適正的には霊能者より魔法使いだけど、小鳥遊家の役割的に霊能者をやっている。
小鳥遊家の役割は『コトリバコの浄化』。体内にコトリバコを取り込むことでその影響を体組織(血液とかなくなってもある程度大丈夫なものを取られるようにしている)抑え込み、また怪異や怨霊退治をする際にコトリバコに閉じ込められた呪を使うことで力を発散させている。結婚や子作りをしても問題ない。むしろ子を成して後を継がせコトリバコの呪が尽きるまで血統を絶やさないようにしている。コトリバコを引き継ぐためにかなりエグい儀式をしている。
安倍成忠(あべ なりただ)
陰陽師安倍の血統。見た目はおっさんだが実年齢は100歳以上。十二天将全てを呼ぶことが出来る。日本のやばいやつその1。普通の人間だが怒らせた柩なんて目じゃないほどやばい。

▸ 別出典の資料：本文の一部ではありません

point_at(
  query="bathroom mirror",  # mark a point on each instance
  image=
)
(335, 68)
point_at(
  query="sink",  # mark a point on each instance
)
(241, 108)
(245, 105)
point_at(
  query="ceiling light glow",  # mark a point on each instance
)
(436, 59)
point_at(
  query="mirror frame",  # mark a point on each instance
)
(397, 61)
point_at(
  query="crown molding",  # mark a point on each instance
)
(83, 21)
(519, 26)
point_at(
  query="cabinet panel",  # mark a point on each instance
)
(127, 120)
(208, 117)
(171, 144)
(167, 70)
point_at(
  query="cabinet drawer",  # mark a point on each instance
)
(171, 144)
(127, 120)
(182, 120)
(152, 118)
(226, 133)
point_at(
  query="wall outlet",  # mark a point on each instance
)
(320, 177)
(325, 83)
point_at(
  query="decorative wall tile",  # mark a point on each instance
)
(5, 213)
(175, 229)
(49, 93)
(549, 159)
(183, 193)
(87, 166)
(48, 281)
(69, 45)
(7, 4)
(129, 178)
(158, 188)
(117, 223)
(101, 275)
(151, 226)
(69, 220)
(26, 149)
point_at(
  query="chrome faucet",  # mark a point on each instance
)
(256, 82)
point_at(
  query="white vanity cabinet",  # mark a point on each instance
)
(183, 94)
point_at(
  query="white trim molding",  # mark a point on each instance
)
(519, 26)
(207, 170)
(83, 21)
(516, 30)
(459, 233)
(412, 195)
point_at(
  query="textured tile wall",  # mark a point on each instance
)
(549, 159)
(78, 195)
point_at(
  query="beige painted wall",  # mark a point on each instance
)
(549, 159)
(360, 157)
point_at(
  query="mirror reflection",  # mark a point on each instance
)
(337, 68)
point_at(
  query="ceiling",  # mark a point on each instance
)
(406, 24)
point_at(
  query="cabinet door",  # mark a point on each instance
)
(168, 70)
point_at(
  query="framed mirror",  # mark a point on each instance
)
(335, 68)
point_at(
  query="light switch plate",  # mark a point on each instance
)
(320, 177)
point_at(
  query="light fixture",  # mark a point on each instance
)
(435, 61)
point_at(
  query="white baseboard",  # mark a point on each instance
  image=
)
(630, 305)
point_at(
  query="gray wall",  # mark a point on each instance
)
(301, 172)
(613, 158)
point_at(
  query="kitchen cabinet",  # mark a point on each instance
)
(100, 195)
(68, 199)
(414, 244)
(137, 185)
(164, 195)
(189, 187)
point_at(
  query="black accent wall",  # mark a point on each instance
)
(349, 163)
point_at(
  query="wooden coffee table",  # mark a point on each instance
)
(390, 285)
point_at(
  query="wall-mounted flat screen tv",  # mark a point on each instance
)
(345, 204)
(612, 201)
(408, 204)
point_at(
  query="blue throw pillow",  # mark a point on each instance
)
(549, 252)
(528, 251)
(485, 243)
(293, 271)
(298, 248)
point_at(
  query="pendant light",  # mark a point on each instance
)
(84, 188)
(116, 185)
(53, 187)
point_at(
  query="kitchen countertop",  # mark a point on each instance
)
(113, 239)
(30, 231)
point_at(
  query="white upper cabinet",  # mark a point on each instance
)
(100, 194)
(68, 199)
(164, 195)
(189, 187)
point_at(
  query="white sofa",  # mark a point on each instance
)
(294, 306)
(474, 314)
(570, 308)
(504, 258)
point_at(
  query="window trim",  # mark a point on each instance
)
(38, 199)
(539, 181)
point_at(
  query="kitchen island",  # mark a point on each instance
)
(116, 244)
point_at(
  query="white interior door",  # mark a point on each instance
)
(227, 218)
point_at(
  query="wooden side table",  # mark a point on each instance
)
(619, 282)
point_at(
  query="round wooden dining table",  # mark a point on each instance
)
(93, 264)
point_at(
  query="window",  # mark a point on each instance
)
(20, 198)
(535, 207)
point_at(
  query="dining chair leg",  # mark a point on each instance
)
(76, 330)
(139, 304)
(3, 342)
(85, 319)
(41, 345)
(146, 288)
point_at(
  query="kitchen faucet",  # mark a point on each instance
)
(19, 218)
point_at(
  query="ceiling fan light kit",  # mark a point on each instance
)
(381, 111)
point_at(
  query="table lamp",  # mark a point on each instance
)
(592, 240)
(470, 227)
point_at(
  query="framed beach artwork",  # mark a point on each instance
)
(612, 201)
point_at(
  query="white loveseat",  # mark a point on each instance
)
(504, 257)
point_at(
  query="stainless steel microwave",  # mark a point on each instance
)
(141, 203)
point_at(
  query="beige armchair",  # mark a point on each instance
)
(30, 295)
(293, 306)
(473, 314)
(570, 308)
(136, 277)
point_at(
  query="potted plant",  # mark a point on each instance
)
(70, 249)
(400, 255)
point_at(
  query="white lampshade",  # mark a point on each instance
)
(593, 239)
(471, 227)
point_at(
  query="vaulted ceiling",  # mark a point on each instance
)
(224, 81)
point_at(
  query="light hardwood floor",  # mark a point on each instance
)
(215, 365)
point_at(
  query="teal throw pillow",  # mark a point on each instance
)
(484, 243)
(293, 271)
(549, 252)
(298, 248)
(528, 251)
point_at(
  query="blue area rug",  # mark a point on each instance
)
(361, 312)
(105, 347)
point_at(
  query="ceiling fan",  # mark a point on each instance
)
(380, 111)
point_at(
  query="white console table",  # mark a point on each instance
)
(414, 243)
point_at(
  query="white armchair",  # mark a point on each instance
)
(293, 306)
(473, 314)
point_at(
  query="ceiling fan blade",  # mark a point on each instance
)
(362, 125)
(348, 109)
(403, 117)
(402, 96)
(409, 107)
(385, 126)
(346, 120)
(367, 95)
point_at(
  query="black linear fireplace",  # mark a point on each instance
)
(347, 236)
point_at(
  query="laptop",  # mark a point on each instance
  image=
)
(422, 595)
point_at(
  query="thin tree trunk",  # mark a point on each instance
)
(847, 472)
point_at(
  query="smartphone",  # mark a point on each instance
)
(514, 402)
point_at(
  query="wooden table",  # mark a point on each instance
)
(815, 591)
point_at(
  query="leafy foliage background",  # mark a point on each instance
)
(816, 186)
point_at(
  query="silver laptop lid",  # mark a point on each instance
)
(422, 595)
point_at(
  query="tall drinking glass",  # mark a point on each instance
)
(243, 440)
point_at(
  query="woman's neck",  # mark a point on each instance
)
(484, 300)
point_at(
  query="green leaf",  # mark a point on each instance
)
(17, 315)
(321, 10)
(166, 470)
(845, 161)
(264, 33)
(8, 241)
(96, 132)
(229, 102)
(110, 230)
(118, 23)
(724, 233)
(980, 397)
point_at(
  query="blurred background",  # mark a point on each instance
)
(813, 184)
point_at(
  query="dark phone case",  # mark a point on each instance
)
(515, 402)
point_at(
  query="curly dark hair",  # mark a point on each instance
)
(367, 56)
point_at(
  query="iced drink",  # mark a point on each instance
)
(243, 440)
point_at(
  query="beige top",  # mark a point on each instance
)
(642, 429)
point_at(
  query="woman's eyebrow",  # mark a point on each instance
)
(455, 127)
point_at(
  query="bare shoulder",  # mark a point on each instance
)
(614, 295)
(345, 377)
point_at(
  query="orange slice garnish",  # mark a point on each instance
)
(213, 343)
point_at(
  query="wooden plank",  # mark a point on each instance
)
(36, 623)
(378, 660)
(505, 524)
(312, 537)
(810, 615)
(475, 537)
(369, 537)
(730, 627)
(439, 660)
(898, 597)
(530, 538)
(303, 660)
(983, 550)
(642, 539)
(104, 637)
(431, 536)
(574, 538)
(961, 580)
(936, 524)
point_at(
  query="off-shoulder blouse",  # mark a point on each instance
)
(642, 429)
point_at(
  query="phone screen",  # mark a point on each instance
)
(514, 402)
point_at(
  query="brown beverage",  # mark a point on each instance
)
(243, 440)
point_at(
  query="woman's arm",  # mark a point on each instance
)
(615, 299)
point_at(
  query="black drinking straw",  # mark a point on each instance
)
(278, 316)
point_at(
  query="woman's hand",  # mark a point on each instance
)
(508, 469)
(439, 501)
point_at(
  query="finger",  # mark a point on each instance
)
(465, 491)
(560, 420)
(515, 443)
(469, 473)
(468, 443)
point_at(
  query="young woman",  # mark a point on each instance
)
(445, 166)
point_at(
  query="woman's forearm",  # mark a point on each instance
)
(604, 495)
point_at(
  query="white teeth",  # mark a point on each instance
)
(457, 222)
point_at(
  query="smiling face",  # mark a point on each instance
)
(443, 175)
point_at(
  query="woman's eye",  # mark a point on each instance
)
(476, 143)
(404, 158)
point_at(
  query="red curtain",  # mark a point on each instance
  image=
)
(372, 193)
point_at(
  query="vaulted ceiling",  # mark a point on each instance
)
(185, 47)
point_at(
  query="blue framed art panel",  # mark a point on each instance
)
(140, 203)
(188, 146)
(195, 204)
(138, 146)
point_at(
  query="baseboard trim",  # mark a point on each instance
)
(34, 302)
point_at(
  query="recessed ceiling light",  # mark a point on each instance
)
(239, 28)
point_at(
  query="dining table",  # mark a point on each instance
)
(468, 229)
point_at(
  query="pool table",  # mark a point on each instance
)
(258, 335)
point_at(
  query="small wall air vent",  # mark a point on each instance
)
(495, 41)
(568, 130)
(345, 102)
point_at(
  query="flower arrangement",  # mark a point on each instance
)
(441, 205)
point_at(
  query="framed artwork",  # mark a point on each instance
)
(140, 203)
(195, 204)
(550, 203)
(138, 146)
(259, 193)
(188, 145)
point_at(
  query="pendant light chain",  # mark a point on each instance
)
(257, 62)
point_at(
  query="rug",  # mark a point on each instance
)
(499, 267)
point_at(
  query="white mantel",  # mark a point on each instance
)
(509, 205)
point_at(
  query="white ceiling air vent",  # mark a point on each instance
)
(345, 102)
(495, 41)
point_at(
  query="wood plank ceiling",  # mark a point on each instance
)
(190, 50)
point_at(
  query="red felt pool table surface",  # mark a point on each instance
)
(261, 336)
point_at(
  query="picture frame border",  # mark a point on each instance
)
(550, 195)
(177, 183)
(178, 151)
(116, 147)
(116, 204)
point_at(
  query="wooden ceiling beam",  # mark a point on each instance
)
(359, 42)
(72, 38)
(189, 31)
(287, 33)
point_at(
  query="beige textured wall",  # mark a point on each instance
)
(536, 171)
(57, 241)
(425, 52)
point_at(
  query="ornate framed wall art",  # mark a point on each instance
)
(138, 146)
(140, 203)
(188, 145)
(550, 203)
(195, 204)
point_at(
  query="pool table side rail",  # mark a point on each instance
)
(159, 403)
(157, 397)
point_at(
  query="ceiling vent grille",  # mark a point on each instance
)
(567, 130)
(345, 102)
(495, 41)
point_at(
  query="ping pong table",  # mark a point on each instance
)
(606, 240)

学生に対しては良き指導者、兄貴分、親代わりなど導く立場を取るが、一度卒業すると対等に扱おうとする。実はかなり教育熱心。ホグワーツの教育体系を聞いて顔をしかめる。
大鳥優羽(おおとり ゆう)
神に愛された血筋大鳥家の1人娘。母親がイギリスの魔法族。父親は大鳥家の三男なので扱いとしては本家ではなく傍流。ただし現代の大鳥家の中ではトップクラスに神に愛されている。それはもう、悪意を持って彼女に近づいたら彼女についている神様に『滅っ!』てされてしまうぐらいには。ぶっちゃけ護衛いらない。どちらかというと柩が神様を必死で止める方。
優羽を守護する神
正体は八咫烏。言葉を発することはできないが下手に会話できる神様よりも人間の言葉を聞き取ろうとしてくれる。おかげで柩は『滅っ!』されないですんだ。柩にはそれなりにビビられている。